My earliest memory of a train journey is of one that I did not go on. My best friend did. My darling, black beauty, wet-nosed friend, Judy. She left for Madras (now Chennai) from the New Delhi Railway Station by the G.T. Express along with my uncle and aunt one fine August day in 1970. She travelled first class. In a coupe. She had a ticket too. I did not. At 7 PM sharp, as the train rolled out, she was there at the window, snout slightly jutting out, tentative, scared. I bid her goodbye. And maybe to my aunt and uncle too (more about that later).
She came into my life a few years earlier though, in 1968. One of the earliest memories I have of her, is of both of us standing at a balcony of my uncle’s government quarters. She would raise her ears up, and listen for the sound of approaching vehicles. She had a chair for her to put her hind legs on. The front paws would rest securely on the cement ledge.
Family legend has it that she could hear my uncle’s scooter at least a kilometer away. She would give out a bark, and then wait till she spotted the scooter in the driveway. Wagging her tail away, she would wait at the balcony, till my uncle stepped into the stairwell, and then jump off her perch, and rush to the door to welcome him in the most delightful manner only a dog can possibly do. Day after day. Every day.
In our own 2+2 family, she bestowed the maximum love and affection on my dad. Followed by my brother, me and my mom. Err… that’s not really true. Even my mom was ahead of me. Judy just about tolerated me. My over attention, my strong affection, my puppy love – I am sure she found it rather stiffling.
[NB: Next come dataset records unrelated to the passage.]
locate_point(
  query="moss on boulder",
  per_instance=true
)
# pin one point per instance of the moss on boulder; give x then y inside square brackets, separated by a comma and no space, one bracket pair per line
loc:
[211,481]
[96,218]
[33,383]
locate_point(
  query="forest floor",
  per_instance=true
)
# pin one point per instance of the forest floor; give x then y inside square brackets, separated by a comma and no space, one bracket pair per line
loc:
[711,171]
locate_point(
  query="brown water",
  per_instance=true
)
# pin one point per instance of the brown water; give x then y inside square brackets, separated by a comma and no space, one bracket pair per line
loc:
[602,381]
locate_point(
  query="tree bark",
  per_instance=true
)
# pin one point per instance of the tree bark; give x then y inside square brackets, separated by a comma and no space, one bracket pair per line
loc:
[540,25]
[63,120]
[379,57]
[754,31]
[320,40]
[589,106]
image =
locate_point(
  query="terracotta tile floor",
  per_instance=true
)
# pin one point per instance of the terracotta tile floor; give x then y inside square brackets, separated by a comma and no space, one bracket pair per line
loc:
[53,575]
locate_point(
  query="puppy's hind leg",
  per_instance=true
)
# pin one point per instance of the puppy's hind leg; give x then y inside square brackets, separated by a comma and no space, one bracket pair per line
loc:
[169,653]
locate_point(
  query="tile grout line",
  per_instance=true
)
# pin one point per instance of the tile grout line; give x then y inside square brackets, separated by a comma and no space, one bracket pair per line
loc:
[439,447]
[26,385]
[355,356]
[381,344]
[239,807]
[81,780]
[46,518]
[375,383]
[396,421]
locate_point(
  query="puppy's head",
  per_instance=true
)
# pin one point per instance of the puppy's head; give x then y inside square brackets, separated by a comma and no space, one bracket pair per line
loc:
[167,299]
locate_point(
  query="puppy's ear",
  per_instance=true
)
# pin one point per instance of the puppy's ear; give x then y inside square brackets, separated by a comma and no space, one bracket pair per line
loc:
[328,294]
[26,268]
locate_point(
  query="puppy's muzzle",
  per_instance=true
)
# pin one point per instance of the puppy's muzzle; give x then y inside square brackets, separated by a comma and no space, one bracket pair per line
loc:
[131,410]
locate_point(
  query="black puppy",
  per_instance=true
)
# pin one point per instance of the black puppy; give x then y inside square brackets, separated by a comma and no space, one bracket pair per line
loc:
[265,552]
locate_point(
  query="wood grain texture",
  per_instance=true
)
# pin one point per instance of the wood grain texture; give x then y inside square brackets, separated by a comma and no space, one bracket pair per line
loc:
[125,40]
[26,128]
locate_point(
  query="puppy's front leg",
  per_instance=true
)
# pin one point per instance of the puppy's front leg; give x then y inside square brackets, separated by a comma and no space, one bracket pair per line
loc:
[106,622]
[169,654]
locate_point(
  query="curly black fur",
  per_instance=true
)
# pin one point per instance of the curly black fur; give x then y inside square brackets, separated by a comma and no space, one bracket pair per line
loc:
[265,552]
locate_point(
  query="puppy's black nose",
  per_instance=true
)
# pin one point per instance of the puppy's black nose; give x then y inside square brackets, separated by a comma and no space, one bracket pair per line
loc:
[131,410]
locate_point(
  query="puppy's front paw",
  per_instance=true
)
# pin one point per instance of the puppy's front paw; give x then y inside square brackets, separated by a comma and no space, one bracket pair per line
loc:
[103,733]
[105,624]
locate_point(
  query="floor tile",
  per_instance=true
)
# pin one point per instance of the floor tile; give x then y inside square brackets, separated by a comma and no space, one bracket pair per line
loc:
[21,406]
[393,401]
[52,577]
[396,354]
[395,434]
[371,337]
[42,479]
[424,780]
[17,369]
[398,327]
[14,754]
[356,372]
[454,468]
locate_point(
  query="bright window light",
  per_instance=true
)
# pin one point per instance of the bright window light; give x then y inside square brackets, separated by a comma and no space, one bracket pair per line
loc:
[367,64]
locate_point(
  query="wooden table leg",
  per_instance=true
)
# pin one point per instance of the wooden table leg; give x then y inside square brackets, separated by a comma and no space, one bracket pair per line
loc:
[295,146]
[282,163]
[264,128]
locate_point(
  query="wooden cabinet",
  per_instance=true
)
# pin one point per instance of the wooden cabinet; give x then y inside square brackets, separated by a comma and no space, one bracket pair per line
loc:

I recollect playing with her in the park in front of their house. I loved stroking her from her head to her tail. On some occasions that she enjoyed this, she would roll over, and become my friend. Winter in Delhi was exercise time for her. Every few minutes, she would move from warming herself in the sun to sitting in the shade, and then back again into the sun.
Early in her life, she took care of her teething pains by chewing anything and everything in sight. Combs, socks, shoes, sofa legs, and even letters! My cousin who was studying abroad would write letters home. The postman would typically slide it under the door and leave. On more than one occasion, Judy took offence to being left alone at home by my uncle and aunt, by chewing up the cover and the letter inside, leaving them to read between the lines, literally.
We met again in the summer of 1972. In Madras. More on that in another article.